A recent example included coaching a newly formed, first-time c-suite leadership team on best-practices IR and communications while the team also managed the other critical responsibilities of leading a public company. This leadership team included a Treasurer, who had no functional IR experience, but was set to take on the leadership role as the Vice President of Investor Relations.
Alpha’s Solution:
- Alpha delivered a customized training program to blend strategic communications, financial storytelling, regulatory best practices, and real-world simulations to prepare executives for investor meetings, earnings calls, roadshows, and capital markets events.
- This included a comprehensive, in-person, full day session, covering the most critical action items and “need to know” perspectives on all aspects of IR.
- Our efforts focused on what CEOs/CFOs absolutely need to know and how they should approach/manage this function. The client elected to add on an optional financial media training component that was led by Alpha’s PR leaders and media relations team in an integrated approach.

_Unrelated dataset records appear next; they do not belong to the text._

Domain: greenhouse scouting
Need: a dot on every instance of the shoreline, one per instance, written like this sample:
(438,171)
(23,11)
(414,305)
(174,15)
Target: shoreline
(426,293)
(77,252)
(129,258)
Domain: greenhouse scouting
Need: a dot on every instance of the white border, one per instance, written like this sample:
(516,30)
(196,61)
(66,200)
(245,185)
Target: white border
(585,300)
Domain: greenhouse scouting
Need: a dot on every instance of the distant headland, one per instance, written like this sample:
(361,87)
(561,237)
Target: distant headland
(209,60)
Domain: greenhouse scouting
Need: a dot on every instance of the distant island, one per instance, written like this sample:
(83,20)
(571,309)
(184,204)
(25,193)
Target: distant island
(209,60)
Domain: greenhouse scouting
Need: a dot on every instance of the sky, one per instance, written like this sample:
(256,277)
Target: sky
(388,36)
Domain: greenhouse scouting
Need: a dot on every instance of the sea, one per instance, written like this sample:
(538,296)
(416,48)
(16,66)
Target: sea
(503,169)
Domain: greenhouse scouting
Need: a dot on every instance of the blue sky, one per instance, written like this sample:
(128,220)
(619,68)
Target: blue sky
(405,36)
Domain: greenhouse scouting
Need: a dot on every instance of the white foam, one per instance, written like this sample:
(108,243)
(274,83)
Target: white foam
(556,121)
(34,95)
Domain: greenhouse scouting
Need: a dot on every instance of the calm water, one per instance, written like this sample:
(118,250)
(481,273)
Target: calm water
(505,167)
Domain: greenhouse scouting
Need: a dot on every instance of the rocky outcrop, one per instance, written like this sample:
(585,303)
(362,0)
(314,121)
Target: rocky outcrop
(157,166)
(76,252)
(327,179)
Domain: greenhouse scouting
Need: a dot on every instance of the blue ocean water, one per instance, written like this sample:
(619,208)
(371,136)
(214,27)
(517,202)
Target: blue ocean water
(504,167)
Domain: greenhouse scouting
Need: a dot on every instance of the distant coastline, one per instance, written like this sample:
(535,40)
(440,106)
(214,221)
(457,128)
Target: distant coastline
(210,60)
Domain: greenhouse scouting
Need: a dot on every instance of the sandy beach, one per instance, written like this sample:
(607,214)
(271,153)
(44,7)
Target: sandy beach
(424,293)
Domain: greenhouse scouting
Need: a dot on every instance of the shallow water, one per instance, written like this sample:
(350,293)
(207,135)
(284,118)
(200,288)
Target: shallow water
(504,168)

- Alpha then educated the broader finance team on the key constituencies (sell-side/buy-side/shareholder base/broad stakeholder audience) and provided a “cliff notes” style guide on how to think about each group and communicating/managing each.
- This included, a brief review/history on each of the company’s initial investors and analysts, where things stand today and where they were headed.
- Lastly, we outlined the four key tenets of IR Programs (Infrastructure & Tactics, Messaging, Visibility & Engagement, Measurement & Refinement) and helped the new IR leader frame an internal approach to managing his board, management team, and the broader finance team on ongoing investor relations priorities.
- This included direction on how to create a “best practices” approach to weekly, monthly, quarterly, and annual reporting.
Results:
- The new executive team thrived in their first public interactions with Wall Street, media, and employees.
- The team (in particular the new IRO) moved forward with confidence in subsequent interactions – routine activities such as earnings calls, non-deal roadshows, conferences, employee town halls, etc.
- There was increased awareness and appreciation for what goes into being a public company by those within and external to the IR/comms functions.
- Important investor relations best practices have been installed internally to drive higher levels of efficiency and higher ROI outcomes on IR activities in general.